Den Erkrankungen der Klägerin außerhalb des orthopädischen Fachgebiets kommt keine wesentliche Bedeutung zu, wie dies auch von dem Hausarzt der Klägerin Dr. R. wiederholt (zuletzt mit Attest vom 25. Februar 2010) bestätigt worden ist. Insbesondere ist auch keine eigenständige Erkrankung des psychiatrischen Fachgebiets von wesentlicher Bedeutung erkennbar. Behandelnder Facharzt für Neurologie und Psychiatrie M. gibt lediglich pauschal und ohne zeitliche Zuordnung die Diagnosen einer Depression und eines chronischen Schmerzsyndroms an. Eine manifeste und konsequent zu behandelnde und behandelte eigenständige psychiatrische Erkrankung ist nicht zu erkennen. So hat die Klägerin auch beim Sachverständigen Dr. T. über ihren umfangreichen durchstrukturierten Tagesablauf berichtet. Sie betreut vier Kinder, kocht, macht Hausarbeiten, kauft ein, fährt selbst Auto, geht Hobbys nach und macht Urlaub in der Türkei.

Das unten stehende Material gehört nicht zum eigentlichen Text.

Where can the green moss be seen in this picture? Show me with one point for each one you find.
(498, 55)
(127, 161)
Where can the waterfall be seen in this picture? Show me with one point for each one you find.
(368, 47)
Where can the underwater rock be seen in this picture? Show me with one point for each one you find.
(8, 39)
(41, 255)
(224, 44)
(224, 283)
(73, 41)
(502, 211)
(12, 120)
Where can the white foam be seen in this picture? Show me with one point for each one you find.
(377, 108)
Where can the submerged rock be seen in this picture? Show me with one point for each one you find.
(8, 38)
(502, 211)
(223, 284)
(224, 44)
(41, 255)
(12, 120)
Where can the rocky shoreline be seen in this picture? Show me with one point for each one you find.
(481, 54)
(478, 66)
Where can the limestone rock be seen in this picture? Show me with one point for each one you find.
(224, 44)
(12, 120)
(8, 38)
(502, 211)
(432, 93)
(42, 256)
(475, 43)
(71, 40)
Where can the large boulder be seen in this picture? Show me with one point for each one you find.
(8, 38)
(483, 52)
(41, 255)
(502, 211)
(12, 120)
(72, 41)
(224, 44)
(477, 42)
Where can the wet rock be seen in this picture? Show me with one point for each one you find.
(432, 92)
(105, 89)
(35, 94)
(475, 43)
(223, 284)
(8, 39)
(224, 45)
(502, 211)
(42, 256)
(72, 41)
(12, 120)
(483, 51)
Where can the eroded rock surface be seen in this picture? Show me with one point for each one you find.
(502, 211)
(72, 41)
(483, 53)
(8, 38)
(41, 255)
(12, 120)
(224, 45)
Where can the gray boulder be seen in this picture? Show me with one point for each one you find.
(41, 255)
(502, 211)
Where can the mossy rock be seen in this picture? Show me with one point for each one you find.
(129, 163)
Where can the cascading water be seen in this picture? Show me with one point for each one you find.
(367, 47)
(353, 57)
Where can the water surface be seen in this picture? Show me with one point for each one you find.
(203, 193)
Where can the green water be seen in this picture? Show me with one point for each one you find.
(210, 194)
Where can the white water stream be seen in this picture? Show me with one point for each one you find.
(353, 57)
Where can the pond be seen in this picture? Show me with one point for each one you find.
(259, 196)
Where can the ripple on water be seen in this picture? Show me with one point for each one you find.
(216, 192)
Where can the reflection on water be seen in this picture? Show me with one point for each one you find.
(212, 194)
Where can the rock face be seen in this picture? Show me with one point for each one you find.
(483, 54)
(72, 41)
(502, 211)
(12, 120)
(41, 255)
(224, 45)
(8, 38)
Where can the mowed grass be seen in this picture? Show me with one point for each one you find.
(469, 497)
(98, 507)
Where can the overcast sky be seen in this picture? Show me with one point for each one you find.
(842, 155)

Insbesondere der Vortrag der Klägerin im Berufungsverfahren, ihr Gesundheitszustand habe sich verschlechtert, ist durch die im Berufungsverfahren eingeholten Auskünfte der behandelnden Ärzte gerade nicht bestätigt worden. Übereinstimmend haben Orthopäde Dr. W. und Facharzt für Neurologie und Psychiatrie M. von einem gleichbleibenden Gesundheitszustand berichtet.

Die von der Klägerin nach wie vor beklagten weitaus gravierenderen Beschwerden und Schmerzen aufgrund ihrer Erkrankungen des Bewegungsapparats als dies nach den objektiven Befunden zu erwarten wäre, sind damit nach wie vor, wie bereits vom behandelnden Orthopäden Dr. W. in seiner Auskunft an das SG so formuliert, nicht objektivierbar und können damit unter Berücksichtigung der objektiven Beweislast nicht zur Begründung einer Erwerbsminderung im Sinne eines unter sechs Stunden täglich betragenden Leistungsvermögens für leichte Arbeiten dienen.

Die Kostenentscheidung folgt aus § 193 SGG.

Gründe, die Revision zuzulassen, bestehen nicht.